The first thing I thought of was personal or family health. Hopefully neither is the case. His stated reason was that he didn't want to waste his time campaigning when so much was left still to be accomplished. I put that down under "frustration." Most politicians have tasted the disappointment of frustration as conditions or adversarial "termites" pile up and eat away their productive time. Politics produces a mischief that dims the vision and diminishes our collective possibilities.

If you examine the two preceding mayors, you knew that their frustration had to be much worse than his, that he must have known that no job like his could be free of defeats, opposition or unexpected erosion of power. He couldn't have been that naive. He knew that infrastructure was getting worn out; that we had been growing too big, too fast; that traffic was an expanding monster; that the state's deficit was placing too strong an inhibition on the city's budget; and that it would be getting worse and not better, for the city is affected by global events.

He knew that affordable housing was proving an impossible factor to resolve, and that growing terrorism might further hurt the city's convention and travel business. In other words, there has been a coming millennium shift in people's willingness to travel far away from their homes for vacations, or to hold conventions. The Iraqi War and its aftershock join 9/11 in changing perceptions about safety and leadership.

This mayor is no tyrant, and no double-dealing political animal. After all, he is a judge and understands that complications demand careful thinking and deliberation. He was not decisive and his political adviser was not a risk-taker; rather a typical poll-watcher before deciding on any subject.

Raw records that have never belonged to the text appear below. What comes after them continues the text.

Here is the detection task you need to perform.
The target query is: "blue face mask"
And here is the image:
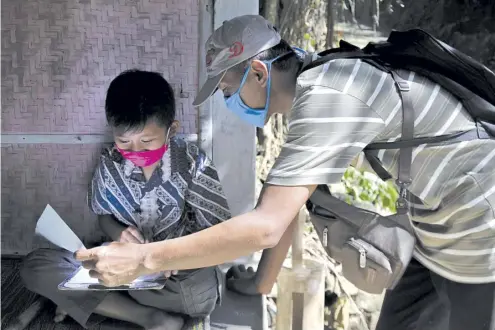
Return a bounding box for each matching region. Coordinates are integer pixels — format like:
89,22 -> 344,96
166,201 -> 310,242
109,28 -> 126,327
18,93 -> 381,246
224,56 -> 282,128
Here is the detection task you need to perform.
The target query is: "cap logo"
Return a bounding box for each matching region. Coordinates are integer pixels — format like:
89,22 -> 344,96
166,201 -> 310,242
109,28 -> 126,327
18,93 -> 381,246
206,49 -> 215,67
228,41 -> 244,59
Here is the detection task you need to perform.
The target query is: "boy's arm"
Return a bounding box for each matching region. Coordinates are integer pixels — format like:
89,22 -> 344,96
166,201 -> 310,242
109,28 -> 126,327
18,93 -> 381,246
88,156 -> 123,241
185,150 -> 231,229
98,215 -> 126,242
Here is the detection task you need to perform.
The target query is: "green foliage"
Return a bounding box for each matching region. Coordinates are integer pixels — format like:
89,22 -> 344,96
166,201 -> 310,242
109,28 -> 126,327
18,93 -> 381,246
336,167 -> 399,214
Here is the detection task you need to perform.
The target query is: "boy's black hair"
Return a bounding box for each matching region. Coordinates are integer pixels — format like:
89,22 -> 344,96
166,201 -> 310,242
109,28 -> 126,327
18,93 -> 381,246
105,70 -> 176,132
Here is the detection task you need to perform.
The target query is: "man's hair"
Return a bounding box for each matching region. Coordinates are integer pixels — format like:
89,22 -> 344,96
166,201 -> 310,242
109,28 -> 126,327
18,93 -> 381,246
105,70 -> 176,132
233,38 -> 302,78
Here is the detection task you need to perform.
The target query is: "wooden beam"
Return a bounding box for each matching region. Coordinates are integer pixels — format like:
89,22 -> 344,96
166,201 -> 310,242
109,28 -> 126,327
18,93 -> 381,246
211,0 -> 257,217
276,209 -> 325,330
291,209 -> 305,330
197,0 -> 214,159
0,133 -> 197,144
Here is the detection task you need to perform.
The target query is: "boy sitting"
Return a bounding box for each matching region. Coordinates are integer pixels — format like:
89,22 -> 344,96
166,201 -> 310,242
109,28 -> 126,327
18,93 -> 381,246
20,70 -> 230,330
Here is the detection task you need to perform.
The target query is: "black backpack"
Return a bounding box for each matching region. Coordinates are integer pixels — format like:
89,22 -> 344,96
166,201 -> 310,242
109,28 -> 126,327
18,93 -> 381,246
302,29 -> 495,294
302,29 -> 495,142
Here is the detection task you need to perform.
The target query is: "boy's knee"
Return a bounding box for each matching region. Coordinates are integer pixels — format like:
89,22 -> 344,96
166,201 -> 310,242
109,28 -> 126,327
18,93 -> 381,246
20,248 -> 71,291
20,250 -> 46,289
186,296 -> 217,318
182,268 -> 221,318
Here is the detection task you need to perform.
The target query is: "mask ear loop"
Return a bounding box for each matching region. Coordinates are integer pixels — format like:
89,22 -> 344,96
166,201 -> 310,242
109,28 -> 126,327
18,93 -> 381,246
165,126 -> 171,144
261,52 -> 290,115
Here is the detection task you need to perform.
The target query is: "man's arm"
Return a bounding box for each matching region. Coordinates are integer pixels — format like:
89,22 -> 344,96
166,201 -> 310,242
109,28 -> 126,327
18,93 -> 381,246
250,184 -> 297,294
255,219 -> 296,294
76,86 -> 386,286
143,184 -> 316,272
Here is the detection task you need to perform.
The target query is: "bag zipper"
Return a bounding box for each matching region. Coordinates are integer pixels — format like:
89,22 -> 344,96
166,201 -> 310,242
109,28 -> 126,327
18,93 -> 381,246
348,238 -> 367,269
322,227 -> 328,247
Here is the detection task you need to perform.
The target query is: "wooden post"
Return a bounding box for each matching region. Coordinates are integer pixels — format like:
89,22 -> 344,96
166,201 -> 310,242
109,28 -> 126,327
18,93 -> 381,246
326,0 -> 335,48
291,209 -> 305,330
276,264 -> 294,330
275,209 -> 325,330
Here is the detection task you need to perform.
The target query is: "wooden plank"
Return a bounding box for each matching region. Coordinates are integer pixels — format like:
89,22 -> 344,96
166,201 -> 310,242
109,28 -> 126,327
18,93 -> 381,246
210,0 -> 257,217
275,267 -> 293,330
197,0 -> 214,159
0,134 -> 197,144
276,210 -> 325,330
292,209 -> 305,267
300,259 -> 325,330
291,209 -> 305,330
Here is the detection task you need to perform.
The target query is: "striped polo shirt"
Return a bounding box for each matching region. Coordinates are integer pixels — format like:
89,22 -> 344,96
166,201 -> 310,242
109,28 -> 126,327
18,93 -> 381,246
266,58 -> 495,284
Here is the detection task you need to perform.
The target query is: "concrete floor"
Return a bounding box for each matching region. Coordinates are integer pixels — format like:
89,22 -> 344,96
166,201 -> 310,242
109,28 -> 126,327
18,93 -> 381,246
1,257 -> 266,330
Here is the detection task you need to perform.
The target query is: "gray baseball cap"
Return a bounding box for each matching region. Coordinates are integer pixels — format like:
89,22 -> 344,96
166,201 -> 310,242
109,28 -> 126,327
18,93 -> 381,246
193,15 -> 281,107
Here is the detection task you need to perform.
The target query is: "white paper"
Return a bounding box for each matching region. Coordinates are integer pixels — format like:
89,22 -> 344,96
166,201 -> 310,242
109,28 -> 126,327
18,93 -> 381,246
63,267 -> 165,288
35,205 -> 85,253
34,205 -> 165,289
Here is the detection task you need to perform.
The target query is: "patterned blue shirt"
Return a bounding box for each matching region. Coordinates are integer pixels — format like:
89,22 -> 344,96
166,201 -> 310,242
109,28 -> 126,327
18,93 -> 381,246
87,137 -> 231,242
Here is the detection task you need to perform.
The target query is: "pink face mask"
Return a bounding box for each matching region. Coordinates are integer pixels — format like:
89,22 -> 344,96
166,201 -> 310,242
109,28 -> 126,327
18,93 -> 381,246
117,144 -> 168,168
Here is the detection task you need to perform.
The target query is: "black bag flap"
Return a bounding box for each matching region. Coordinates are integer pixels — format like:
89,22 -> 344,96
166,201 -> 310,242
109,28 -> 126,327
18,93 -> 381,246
308,186 -> 380,229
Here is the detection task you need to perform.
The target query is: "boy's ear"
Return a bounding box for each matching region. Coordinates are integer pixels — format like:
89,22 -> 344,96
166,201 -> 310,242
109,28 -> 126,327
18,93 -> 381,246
169,120 -> 180,138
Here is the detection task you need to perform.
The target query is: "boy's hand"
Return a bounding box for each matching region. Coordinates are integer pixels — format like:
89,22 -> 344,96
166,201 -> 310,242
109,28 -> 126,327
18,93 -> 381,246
226,265 -> 260,296
119,226 -> 145,244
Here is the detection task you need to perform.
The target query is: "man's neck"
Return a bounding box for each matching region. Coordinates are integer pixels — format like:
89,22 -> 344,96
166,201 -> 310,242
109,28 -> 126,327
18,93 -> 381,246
271,70 -> 298,115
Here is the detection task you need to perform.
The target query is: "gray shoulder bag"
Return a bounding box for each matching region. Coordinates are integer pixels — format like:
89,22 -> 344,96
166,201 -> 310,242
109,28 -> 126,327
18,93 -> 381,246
307,71 -> 416,294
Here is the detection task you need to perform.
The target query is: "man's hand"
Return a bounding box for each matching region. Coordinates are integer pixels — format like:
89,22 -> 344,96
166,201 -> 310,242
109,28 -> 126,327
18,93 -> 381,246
226,265 -> 260,296
75,242 -> 151,286
163,270 -> 179,278
117,227 -> 179,275
119,226 -> 145,244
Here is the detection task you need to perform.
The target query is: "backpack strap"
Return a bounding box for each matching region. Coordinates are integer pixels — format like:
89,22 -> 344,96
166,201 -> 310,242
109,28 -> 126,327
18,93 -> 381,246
300,50 -> 414,212
362,70 -> 414,212
390,71 -> 414,213
300,51 -> 378,74
366,128 -> 486,150
364,153 -> 393,182
302,46 -> 491,214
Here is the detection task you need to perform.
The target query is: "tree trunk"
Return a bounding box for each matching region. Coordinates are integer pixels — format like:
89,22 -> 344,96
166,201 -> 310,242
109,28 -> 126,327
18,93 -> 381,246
263,0 -> 279,26
326,0 -> 335,48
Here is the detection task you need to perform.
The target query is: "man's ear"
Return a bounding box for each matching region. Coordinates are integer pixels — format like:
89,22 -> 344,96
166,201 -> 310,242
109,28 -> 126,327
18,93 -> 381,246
250,60 -> 269,88
168,120 -> 180,138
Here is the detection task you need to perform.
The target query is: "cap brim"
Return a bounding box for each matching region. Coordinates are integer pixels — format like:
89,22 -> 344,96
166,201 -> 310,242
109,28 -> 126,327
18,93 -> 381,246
193,71 -> 227,107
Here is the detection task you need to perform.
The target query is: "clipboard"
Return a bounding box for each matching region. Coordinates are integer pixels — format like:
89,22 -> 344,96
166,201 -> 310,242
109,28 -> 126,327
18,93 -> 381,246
58,267 -> 167,291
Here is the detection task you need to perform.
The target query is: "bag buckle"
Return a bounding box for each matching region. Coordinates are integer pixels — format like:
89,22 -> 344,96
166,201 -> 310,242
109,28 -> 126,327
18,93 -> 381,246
396,180 -> 411,214
396,80 -> 410,92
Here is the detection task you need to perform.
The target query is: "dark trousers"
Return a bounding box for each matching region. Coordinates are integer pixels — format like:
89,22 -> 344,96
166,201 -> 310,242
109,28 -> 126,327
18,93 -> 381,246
20,248 -> 222,328
376,258 -> 495,330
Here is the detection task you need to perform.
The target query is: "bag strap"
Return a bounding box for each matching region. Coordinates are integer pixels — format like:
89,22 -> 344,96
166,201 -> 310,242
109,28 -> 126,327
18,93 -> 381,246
366,128 -> 486,150
300,51 -> 378,74
301,51 -> 413,213
391,71 -> 414,213
303,46 -> 490,215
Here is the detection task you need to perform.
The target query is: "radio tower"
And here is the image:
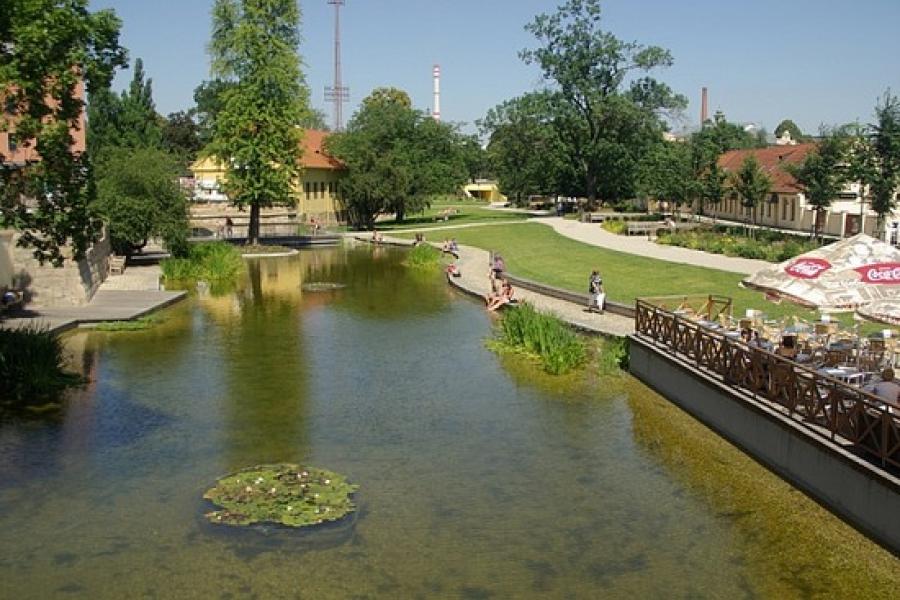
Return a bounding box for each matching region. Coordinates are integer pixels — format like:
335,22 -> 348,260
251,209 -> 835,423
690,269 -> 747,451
324,0 -> 349,131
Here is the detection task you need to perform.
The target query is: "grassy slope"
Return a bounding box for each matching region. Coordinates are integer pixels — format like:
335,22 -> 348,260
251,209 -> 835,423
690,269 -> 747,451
398,222 -> 850,325
375,201 -> 529,231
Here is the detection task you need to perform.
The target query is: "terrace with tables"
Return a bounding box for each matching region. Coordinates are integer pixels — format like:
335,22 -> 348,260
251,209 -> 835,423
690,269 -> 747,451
634,294 -> 900,470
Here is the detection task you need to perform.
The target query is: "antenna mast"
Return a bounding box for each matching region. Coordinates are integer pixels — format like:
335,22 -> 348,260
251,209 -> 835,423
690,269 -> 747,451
325,0 -> 349,131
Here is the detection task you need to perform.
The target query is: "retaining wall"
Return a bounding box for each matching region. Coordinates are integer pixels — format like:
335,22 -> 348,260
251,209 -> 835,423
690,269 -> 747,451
630,334 -> 900,554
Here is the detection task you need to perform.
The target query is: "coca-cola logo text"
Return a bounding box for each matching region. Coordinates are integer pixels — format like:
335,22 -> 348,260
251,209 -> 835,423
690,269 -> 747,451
854,263 -> 900,284
786,258 -> 831,279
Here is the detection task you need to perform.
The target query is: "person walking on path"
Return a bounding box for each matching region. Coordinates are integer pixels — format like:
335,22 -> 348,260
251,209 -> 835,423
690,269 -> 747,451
587,269 -> 605,314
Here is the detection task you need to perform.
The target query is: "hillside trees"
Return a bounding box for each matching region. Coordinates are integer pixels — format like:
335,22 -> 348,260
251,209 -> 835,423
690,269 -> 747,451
0,0 -> 126,264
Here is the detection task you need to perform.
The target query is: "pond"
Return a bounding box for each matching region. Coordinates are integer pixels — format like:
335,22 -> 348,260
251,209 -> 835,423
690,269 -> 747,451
0,245 -> 897,598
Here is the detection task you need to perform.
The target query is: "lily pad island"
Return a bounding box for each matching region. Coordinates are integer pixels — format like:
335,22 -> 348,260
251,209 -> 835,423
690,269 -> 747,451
204,464 -> 358,527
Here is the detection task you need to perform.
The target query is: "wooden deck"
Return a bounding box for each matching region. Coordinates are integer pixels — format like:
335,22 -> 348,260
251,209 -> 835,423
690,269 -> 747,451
0,290 -> 186,334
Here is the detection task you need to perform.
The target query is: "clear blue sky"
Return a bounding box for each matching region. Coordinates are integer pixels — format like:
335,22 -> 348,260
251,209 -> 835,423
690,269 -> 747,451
91,0 -> 900,136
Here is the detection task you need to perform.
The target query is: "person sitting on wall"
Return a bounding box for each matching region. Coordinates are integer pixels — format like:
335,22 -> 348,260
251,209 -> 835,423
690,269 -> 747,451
449,238 -> 459,253
874,368 -> 900,413
372,228 -> 383,243
446,262 -> 461,278
486,280 -> 515,312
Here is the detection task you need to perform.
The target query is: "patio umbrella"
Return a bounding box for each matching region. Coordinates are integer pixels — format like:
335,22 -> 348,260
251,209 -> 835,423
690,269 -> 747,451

That robbed the mayor of any visionary possibility at exactly the time when that factor became a critical necessity; a leader with a vision, not a list; a unique person who could build the trust of the electorate as he convinced them of the pathway to an achievable future.

Tomorrow's vision can be achieved only by a visionary whose trust could be earned through his leadership, attitude and skills as a communicator. San Diego and the state are in desperate need of these precious qualities of leadership and energy. I have concluded that this is the time for this strength of ethical leadership regardless of how fine a city he leads. The near-perfection of our climate and beauty makes it even more difficult for we are becoming more conservative rather than creative and experimental.

While enjoying no friendship with the man, I shall miss this busy, this good person, for he could have accomplished so much more for his city. I hope that he and his family's health are excellent and that he will not be bereft of effectiveness because of his limiting time, which will inhibit his power, but hopefully not his courage.

The new mayor should build trust for that is the primary necessity for leadership and any relationship with the electorate. Trust is a mysterious commodity that only time can measure. The new mayor must be effective so that his or her principles can be calibrated and experienced. Without effectiveness, there is only mediocrity and San Diego has seen enough of that sorry commodity.